How To Plan a Walimah – Muslim Wedding

Walimah means gathering for a marriage feast or commonly known as a Muslim wedding. It is performed after nikkah, either within the same day or different day. Your nikkah is still valid without a walimah. However, it’s a sunnah to do so. Learn how to plan your dream walimah in this simple wedding planning for Muslim brides and grooms.

The Messenger of Allah (ﷺ) said: “How much did you give her?” He said: “A Nawah (five Dirhams) of gold.” The Messenger of Allah said: “Give a Walimah (wedding feast) even if it is with one sheep.”

Grade: Shahih | Sunan an-Nasa’i 3351​

Featured Photo by Tamara Menzi

1. Decide your mahr (dowry)

Photo by Esther Tuttle

Mahr is essential for your nikkah. It’s the bride’s right to ask for a mahr. Discuss with the groom how much mahr you would like to have. It could be money, jewelry or any valuable items that he is able to provide.

There’s a beautiful hadith about mahr that we all can ponder upon.

Allah’s Messenger (ﷺ) said: “The best dowry is that which is most easy.”

Grade: Shahih | Bulugh al-Maram 1035

2. Pick your perfect walimah date

Photo by Maddi Bazzocco

Sit down and discuss with your partner and the respective family to decide which date you want to get married. It’s necessary to consider the season, especially if you want an outdoor walimah.

You may also want to avoid the peak season since it’s generally more expensive. Approximate how much time you need to prepare for the walimah carefully.

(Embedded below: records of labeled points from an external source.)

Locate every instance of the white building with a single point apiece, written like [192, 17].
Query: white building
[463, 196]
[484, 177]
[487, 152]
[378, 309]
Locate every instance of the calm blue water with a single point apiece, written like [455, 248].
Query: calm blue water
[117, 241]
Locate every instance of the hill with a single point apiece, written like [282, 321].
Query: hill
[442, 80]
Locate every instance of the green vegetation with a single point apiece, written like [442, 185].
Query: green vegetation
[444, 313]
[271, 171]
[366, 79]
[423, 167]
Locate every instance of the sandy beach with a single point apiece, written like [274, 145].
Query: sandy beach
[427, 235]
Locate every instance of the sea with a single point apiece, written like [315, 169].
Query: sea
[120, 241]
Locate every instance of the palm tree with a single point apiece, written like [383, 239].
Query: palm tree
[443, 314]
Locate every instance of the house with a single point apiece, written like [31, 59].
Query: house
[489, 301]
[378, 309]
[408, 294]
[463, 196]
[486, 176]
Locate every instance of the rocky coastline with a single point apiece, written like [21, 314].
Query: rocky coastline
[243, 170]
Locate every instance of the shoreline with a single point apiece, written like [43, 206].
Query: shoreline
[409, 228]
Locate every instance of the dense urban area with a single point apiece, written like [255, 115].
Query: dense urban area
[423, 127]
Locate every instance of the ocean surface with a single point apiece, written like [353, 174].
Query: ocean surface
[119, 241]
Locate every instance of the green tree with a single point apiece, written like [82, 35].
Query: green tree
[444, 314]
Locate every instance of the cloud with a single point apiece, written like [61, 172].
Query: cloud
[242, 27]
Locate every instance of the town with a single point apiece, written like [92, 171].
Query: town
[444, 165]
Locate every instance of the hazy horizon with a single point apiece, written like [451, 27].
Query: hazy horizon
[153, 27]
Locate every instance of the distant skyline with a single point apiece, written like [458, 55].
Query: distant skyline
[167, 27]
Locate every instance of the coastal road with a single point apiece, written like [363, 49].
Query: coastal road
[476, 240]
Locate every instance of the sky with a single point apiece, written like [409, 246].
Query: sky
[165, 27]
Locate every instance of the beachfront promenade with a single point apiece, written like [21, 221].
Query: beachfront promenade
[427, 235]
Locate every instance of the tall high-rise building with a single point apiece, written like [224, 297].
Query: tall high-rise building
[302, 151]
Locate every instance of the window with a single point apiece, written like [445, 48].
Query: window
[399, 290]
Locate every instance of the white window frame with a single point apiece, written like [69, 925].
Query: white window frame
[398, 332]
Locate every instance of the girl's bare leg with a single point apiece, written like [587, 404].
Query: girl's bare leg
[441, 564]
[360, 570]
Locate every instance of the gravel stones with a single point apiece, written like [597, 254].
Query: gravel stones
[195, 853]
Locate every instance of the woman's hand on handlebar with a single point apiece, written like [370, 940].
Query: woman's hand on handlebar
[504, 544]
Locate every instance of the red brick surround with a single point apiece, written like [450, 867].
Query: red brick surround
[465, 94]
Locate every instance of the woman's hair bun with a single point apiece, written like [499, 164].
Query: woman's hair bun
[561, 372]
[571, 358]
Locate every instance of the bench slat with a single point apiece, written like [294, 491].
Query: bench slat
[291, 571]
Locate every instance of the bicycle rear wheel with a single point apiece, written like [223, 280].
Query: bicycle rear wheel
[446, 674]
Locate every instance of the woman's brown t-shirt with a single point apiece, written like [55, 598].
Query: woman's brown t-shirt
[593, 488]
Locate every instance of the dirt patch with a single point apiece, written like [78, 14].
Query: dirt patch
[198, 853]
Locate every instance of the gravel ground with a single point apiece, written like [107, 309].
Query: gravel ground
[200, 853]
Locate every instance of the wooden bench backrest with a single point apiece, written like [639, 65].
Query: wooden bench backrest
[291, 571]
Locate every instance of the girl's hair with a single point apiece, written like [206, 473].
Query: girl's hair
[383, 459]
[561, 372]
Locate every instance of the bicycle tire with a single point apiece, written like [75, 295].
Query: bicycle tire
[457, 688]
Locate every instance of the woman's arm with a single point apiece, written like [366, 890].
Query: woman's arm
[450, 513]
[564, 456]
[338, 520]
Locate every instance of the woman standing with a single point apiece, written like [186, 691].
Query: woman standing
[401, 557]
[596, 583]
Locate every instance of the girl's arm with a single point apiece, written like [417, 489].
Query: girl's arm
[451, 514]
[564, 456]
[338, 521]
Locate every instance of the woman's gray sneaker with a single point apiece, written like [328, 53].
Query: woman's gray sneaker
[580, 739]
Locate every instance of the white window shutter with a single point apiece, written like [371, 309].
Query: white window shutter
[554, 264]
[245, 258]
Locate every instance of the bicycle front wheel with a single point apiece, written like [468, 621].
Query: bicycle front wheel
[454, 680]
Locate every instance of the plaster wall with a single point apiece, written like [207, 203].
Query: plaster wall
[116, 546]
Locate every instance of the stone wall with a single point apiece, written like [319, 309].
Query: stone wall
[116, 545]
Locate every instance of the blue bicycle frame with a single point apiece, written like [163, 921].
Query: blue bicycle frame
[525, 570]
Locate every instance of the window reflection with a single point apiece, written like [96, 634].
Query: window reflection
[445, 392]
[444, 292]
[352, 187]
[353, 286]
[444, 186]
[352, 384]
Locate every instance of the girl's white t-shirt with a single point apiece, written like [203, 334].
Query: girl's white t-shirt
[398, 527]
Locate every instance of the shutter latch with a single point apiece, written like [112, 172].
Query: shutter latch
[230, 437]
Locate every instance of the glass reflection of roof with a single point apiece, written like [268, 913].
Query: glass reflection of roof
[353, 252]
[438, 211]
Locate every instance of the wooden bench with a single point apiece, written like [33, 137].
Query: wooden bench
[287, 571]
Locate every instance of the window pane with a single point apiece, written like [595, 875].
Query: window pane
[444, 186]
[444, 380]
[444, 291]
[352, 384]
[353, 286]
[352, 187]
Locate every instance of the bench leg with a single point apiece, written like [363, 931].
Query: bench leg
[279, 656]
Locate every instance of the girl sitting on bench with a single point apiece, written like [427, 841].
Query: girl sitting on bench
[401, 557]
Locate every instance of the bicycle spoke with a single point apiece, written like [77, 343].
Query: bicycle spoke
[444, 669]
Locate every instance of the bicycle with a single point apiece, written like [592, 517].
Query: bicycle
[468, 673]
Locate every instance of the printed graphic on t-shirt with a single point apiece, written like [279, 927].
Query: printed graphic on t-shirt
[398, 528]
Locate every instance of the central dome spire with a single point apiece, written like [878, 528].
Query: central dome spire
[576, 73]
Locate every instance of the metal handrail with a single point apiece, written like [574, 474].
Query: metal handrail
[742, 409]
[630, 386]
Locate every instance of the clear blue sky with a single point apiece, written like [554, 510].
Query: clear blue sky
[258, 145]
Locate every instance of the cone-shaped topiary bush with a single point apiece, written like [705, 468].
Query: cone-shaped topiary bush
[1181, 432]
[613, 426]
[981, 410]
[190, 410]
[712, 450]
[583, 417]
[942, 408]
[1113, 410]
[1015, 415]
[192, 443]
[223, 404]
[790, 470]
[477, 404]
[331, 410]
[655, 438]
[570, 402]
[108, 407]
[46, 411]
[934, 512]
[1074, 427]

3. Estimate the walimah costs

Photo by Kelly Sikkema

Set the budget you can afford and plan the walimah accordingly. I believe that walimah doesn’t have to be expensive. In Indonesia, you can get married for free at the registry office. Weddings are the big we’ve been waiting for in our lives. But you don’t have to spend all of your savings on it. By being considerate, you’ll save yourself from unnecessary financial issue after the wedding is done! I will share helpful tips to save money on your walimah in the future, inshaaAllah.

4. Create your walimah guest list

Photo by Analise Benevides

Even if you’re paying for the walimah yourselves, it’s a good idea to get the families together and talk about the guest list.

It’s compulsory to announce the wedding, but you need to be realistic about the number of guests you want o invite. Make a priority list and a wish list. Track the RSVPs, so you’ll know if you have some extra space you can give to the wish list.

5. Find the best walimah venue

Photo by Thomas WIlliam

First, decide the general location where the walimah will take place. While it’s convenient to marry in your hometown—or your partner’s, you can also have a destination wedding on your dream island. Check its capacity and facilities to make sure the venue can comfortably accommodate your guests.

6. Get your marriage registered

Photo by Sandy Millar

Your nikkah is still valid even though you haven’t legalized your marriage. But, I highly advise you to make it legal because it’s going to protect your rights (women are put in a very vulnerable situation in a unregistered marriage).

When you decide to marry someone outside your country, understand that you need to do extra paperwork that may take months to proceed. I suggest you prepare it way ahead. If you need help, please consult with the embassy. There are supportive Facebook groups of multicultural families you can join.

I explained the required documents for a British-Indonesian marriage in separate post.

7. Choose the walimah vendors

Photo by Morgan McDonald

Picking a theme for your walimah will make it easier. Make a list of the vendors you need, then do research to choose the best vendor. Ask friends and families for recommendations and attend the events that use their services if possible. Some of the essential vendors are catering, attire, decor, photographer & cinematographer, and invitations.

Mabrouk, you made it! To help you on the D-day, you can hire a wedding organizer and leave the rest to them. Make lots and lots of ad’iyah (prayers) and trust Allah. If something doesn’t happen exactly the way you planned, let it go. Make it a priority to be present with your spouse and cherish the moments with your guests.